Monthly Archives: January 2009

Saving the Environment – We All Need to Give

President Obama’s inaugural address has gotten me thinking about responsibility and sacrifice. The President said what we have all known for a long time: that Americans are too profligate – spending money we don’t have, burning energy we can’t afford – and that a day of reckoning would come. In fact, the President made clear that the day of reckoning is here: “our time of standing pat, of protecting narrow interests and putting off unpleasant decisions — that time has surely passed.” As a result, I am planning a series of entries on this topic, on the theme of sacrifice. Today’s item: the environment.

A recent article in the Wall Street Journal (regular readers know I love my WSJ) discussed Cape Wind, which aims to put 130 windmills off the coast of Cape Cod, reducing greenhouse gas emissions an amount equivalent to taking 175,000 cars off the road. A no brainer project, right? Wrong, because the wealthy folks who have their weekend houses on that part of the Cape don’t want their views marred by windmills out on the horizon. They have been protesting the project and putting up legal barriers, enlisting the help of their most powerful neighbor, Teddy Kennedy, whose family has a fabled compound in Hyannisport.

Massachusetts is famously liberal, and based on my two years in Boston, the people who weekend on the Cape would consider themselves environmentalists. They recycle, they install solar power, they drive their Prius to Whole Foods to buy local produce. But when it comes to windmills in their expensive view, suddenly they aren’t so green. This is where they need to listen to our new president and stop protecting their narrow interests. They need to sacrifice a little for the good of the environment.

Broadening the scope of this discussion, if we are going to defeat global warming, everyone is going to have to chip in. The NIMBY (not in my back yard) protests that stall projects like new power lines, or wind farms, are going to have to stop. Of course, nobody wants a giant tower in their back yard, or a windmill right off their front porch. But nobody wants temperatures to go up several degrees either, or ocean levels to rise to a point where Cape Cod weekend houses are under water. Global warming is a major problem that affects everybody, and we are all going to have to sacrifice a little – give up our SUV, or allow windmills near our weekend house – if we are going to solve it. As theologian Sallie McFague put in her new book regarding climate change, “either we will all make it together or none of us will.”

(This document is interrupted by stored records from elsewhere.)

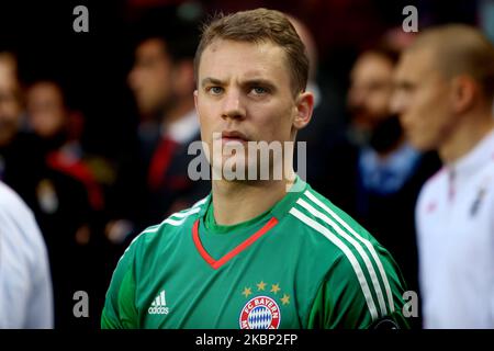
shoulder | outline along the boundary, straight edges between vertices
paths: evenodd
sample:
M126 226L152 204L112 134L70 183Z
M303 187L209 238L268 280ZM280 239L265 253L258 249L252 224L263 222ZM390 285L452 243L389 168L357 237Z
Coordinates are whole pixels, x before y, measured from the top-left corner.
M430 197L436 197L438 193L442 192L442 189L447 186L447 176L446 167L441 167L436 173L425 181L418 194L418 208L424 205L425 201Z
M291 214L335 250L322 285L332 292L329 305L337 308L338 302L346 301L353 306L351 310L363 308L375 320L403 304L404 285L394 259L353 218L312 189L299 199ZM329 256L327 247L319 247Z
M41 236L31 208L21 196L2 182L0 182L0 227L9 228L10 238L15 233L18 239L25 241L32 241L33 238L37 239Z
M32 267L36 267L46 257L45 244L34 214L24 201L2 182L0 241L0 248L8 251L3 251L3 254L14 261L26 260Z
M347 213L312 188L301 194L290 214L310 235L325 238L328 245L345 251L355 238L371 239L370 234Z
M31 210L10 186L0 182L0 211L13 216L31 215Z

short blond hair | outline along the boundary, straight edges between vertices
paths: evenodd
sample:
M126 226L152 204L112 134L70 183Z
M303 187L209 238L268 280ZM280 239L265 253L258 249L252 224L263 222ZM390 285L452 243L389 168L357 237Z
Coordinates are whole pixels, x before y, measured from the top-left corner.
M494 45L478 29L447 24L425 30L406 49L431 49L435 65L445 78L472 77L485 98L494 97Z
M203 27L201 42L194 58L195 77L202 53L216 39L229 39L247 43L271 42L287 54L294 94L305 91L308 76L308 58L305 47L295 29L280 11L256 9L212 18Z

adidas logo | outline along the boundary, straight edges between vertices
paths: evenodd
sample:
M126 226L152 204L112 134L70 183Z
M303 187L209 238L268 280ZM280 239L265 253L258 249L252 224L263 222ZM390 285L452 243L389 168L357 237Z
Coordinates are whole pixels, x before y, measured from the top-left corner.
M149 315L168 315L168 310L165 291L161 291L147 309L147 313Z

J.S. Mill and Financial Regulation

I was recently on vacation, which gave me a chance to reread John Stuart Mill’s On Liberty. This is a classic of the individual liberty movement, and I thought this might be an apt time to revisit it, what with the government nationalizing some financial institutions and making major investments in others, and almost certainly about to heavily reregulate the financial markets.

My expectation was that Mill would provide ammunition for those arguing against government involvement, but I was wrong. In fact, Mill clearly supports a government that is active in many affairs of its citizens, as long as there are definite and specific limits to that activity. As Mill says, “the fact of living in society renders it indispensable that each should be bound to observe a certain line of conduct toward the rest.” (p 70, all quotes from the Norton edition)

But let me take a step back. The money quote that summarizes all of On Liberty is this: “the only purpose for which power can be rightfully exercised over any member of a civilized community, against his will, is to prevent harm to others.” (p. 10) Mill’s basic position is that people should be allowed to do and say as they please, as long as they don’t harm anybody else. If left at this, Mill could easily be read to support a fully Libertarian position.

But Mill doesn’t leave it at that. Instead, he teases out a pretty broad definition of “harm,” and thereby a broad set of circumstances under which government can interfere in individual affairs. Continuing the quote from above, Mill notes “this conduct consists, first, in not injuring the interests of one another.” (p. 70) This sentence alone seems to support regulation of Wall Street, since virtually every trade has a counterparty whose interests are affected. Mill goes even further, claiming that the state can compel certain behavior from individuals: “to bear his fair share in the common defence, or in any other joint work necessary to the interest of the society of which he enjoys the protection.” (p. 12)

For Mill, the default position is to give people freedom, but he recognizes that a civil society involves so many interactions that the default may be infrequent, and thus there is significant warrant for government action. So while there are plenty of reasons to disagree with government policy on the financial bailout, John Stuart Mill is not one of them.